На поляне перед коттеджем замелькали длинные тени. В вечерней тишине слышался хор женских голосов. Несколько минут мы молчали, пока пение не начало затихать и отдаляться все дальше и дальше замирая вдалеке.
- Как прекрасно! - с блаженной улыбкой вымолвила моя собеседница. Ангелы не спели бы лучше! Это наши дети они счастливы и у них есть на то основание: они не вырастут в мире, где пришлось бы зависеть от злой или доброй воли мужчины им никогда не придется принадлежать хозяину. Вслушайтесь в их голоса! Дорогая, почему вы плачете?
- Я знаю это ужасно глупо, но, наверное, я плачу обо всем, что вы... утратили бы, окажись это явью, - сквозь слезы пробормотала я. - Вам никогда не встречались такие строки:
Чтобы любовь была нам дорога,
Пусть океаном будет час разлуки,
Пусть двое выходя на берега,
Один к другому простирают руки... (В.Шекспир. Сонет 56 Перевод С. Маршака. Прим. переводчика)
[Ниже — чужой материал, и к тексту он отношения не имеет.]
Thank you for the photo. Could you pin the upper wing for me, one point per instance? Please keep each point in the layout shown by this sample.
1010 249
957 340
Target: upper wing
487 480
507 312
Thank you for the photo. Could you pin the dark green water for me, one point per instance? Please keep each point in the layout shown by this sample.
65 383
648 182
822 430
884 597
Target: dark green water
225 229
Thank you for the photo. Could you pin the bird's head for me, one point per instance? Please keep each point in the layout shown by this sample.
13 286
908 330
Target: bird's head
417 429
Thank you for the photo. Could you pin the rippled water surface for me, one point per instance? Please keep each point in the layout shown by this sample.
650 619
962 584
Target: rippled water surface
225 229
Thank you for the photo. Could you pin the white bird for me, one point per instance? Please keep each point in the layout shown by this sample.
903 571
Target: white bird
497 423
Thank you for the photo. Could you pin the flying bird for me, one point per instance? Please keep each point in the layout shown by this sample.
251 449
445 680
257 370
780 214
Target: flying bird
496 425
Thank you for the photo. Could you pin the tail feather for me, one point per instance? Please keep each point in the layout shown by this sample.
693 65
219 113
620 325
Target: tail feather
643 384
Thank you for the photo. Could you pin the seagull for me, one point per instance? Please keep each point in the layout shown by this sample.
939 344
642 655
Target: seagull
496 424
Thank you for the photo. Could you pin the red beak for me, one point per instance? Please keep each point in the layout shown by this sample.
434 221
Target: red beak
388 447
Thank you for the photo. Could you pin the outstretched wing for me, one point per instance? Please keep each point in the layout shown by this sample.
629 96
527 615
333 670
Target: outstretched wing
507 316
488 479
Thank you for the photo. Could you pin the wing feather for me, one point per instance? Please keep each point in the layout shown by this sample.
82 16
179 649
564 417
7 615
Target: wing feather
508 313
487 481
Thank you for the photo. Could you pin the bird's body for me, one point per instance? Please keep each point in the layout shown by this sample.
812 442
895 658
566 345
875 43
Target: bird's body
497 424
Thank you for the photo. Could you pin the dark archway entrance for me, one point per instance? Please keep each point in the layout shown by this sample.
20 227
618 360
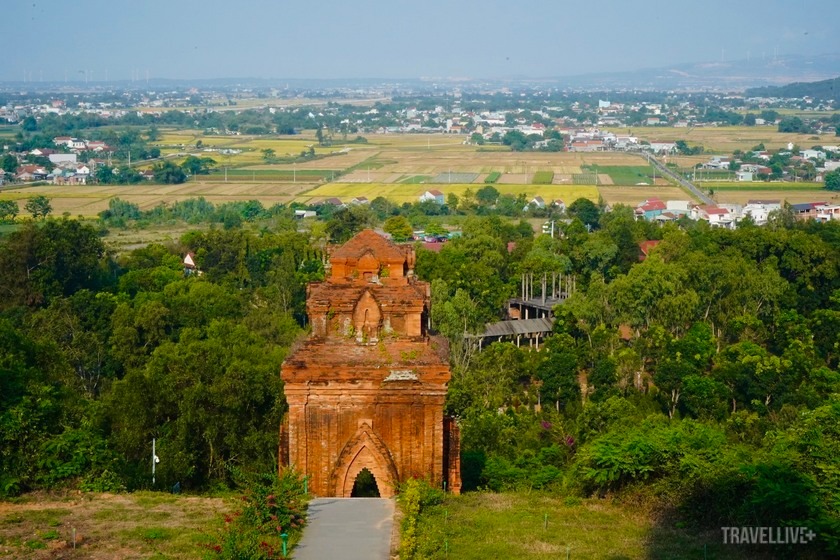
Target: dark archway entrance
365 485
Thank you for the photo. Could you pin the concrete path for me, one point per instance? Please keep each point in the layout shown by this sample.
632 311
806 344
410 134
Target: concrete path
347 529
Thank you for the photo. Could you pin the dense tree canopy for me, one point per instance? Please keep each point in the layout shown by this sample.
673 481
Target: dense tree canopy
706 373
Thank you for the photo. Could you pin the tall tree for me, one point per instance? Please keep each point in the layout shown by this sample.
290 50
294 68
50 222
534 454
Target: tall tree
39 206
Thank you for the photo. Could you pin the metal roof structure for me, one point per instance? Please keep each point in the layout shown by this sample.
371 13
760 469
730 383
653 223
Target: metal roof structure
517 327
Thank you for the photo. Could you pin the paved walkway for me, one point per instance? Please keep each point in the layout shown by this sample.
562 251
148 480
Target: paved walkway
347 529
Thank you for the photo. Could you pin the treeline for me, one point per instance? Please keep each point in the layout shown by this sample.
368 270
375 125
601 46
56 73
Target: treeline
701 382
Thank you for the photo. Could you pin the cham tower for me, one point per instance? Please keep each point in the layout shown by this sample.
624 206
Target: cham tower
366 390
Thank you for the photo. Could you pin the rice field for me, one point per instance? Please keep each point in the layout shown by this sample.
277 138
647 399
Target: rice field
410 193
401 168
632 196
726 139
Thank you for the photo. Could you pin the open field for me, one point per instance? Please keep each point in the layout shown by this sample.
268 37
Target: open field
726 139
410 193
541 526
88 201
139 525
760 186
401 167
791 196
632 196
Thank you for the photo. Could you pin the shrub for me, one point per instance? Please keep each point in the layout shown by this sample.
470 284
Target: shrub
273 505
415 495
543 177
493 177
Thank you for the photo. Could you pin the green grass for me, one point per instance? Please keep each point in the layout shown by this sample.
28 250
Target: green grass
259 175
533 525
415 179
759 186
49 517
625 174
543 178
Неужели вы не чувствуете пустоту вашего мира? Неужели действительно не понимаете?
- Я знаю, дорогая, вы еще очень мало знакомы с нашей жизнью, но пора уже осознать, что можно создать прекрасный мир, в котором женщинам не надо драться между собой за крохи мужского внимания... - возразила она.
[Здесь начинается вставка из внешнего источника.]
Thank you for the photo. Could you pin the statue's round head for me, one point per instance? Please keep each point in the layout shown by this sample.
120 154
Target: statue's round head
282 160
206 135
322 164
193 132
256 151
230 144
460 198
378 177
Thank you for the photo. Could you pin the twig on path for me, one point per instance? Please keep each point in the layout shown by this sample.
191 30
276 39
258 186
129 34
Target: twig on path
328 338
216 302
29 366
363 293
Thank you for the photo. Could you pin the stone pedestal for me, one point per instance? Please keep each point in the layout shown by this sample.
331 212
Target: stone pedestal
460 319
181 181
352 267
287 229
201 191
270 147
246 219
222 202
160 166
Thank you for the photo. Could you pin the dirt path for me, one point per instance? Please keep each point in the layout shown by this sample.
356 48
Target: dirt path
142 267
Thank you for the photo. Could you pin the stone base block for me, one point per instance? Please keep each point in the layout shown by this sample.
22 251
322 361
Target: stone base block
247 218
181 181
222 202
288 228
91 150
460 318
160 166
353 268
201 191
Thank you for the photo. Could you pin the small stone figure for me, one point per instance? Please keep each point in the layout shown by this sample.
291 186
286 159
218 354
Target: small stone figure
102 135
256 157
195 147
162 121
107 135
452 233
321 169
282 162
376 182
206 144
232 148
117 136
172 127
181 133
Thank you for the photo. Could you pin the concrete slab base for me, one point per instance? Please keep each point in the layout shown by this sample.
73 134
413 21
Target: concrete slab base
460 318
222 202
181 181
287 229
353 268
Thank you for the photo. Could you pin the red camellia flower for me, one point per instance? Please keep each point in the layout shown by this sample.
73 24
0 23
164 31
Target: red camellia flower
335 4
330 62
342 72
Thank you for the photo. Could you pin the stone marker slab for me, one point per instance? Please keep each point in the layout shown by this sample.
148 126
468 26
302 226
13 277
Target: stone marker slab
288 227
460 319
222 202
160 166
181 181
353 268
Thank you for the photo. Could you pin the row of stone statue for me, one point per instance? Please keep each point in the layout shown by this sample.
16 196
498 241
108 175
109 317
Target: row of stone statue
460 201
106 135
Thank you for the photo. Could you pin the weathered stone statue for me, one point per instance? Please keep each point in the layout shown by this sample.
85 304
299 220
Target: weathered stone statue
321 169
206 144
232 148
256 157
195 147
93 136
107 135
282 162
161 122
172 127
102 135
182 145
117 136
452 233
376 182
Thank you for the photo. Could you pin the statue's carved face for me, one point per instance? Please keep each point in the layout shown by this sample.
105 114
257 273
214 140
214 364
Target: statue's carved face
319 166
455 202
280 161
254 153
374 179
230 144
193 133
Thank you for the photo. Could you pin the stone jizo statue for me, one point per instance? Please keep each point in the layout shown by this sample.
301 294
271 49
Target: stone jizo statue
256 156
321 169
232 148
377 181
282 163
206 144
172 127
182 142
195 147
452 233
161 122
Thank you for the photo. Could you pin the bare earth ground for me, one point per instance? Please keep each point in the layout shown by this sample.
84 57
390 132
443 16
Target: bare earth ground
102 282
Мы говорили и говорили, пока за окном не стало совсем темно.
Она действительно много читала. Некоторые "куски" прошлого, даже целые эпохи, Она знала блестяще, кое-что из мною сказанного принимала с удивлением и признательностью, но ее взгляд на жизнь и общество был непоколебим. Она не чувствовала бесплодности этой жизни. Я для нее была лишь "продуктом эпохи Романтизма".
- Вы не можете отбросить от себя шелуху древних мифов, - продолжила она. - Вы рассуждаете о "полной" жизни и за образец берете несчастную женщину, связанную по рукам и ногам брачными цепями в собственном доме-клетке. И это, по-вашему, полная жизнь! Чушь дорогая! Ее обманывали, внушая, что она живет полной жизнью, обманывали, потому что это было выгодно мужчинам. Действительно, полная жизнь была бы очень короткой в любой форме вашего общества.
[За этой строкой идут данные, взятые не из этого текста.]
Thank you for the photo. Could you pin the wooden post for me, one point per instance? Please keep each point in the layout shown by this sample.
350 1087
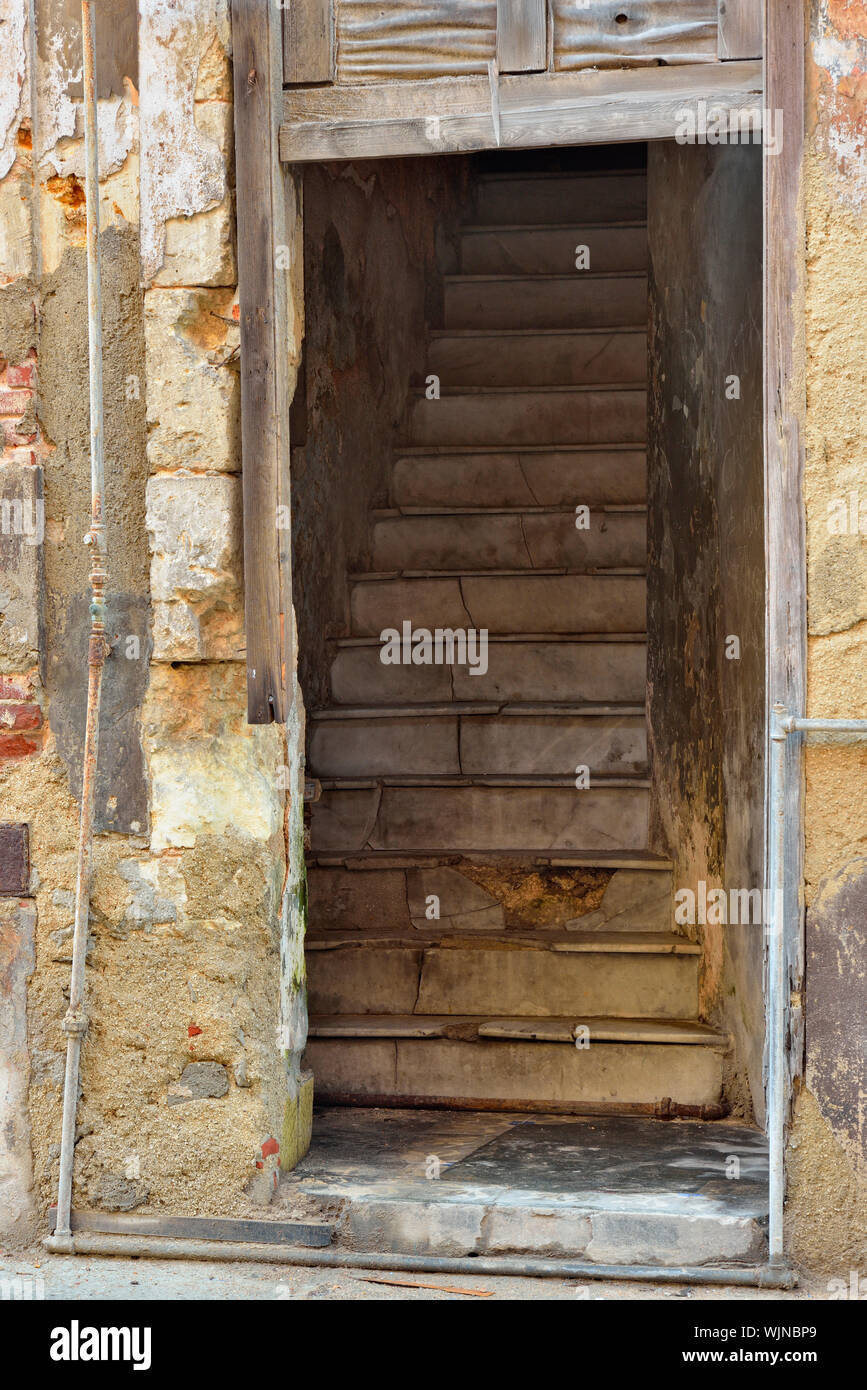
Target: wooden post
264 360
784 446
И прочее... и прочее... и прочее...
Вскоре появилась маленькая горничная и сказала, что мои ассистентки готовы меня забрать, как только потребуется. Однако была одна вещь, которую мне очень хотелось выяснить.
- Скажите, - попросила я собеседницу - как... как все произошло? Что случилось? Почему они все умерли?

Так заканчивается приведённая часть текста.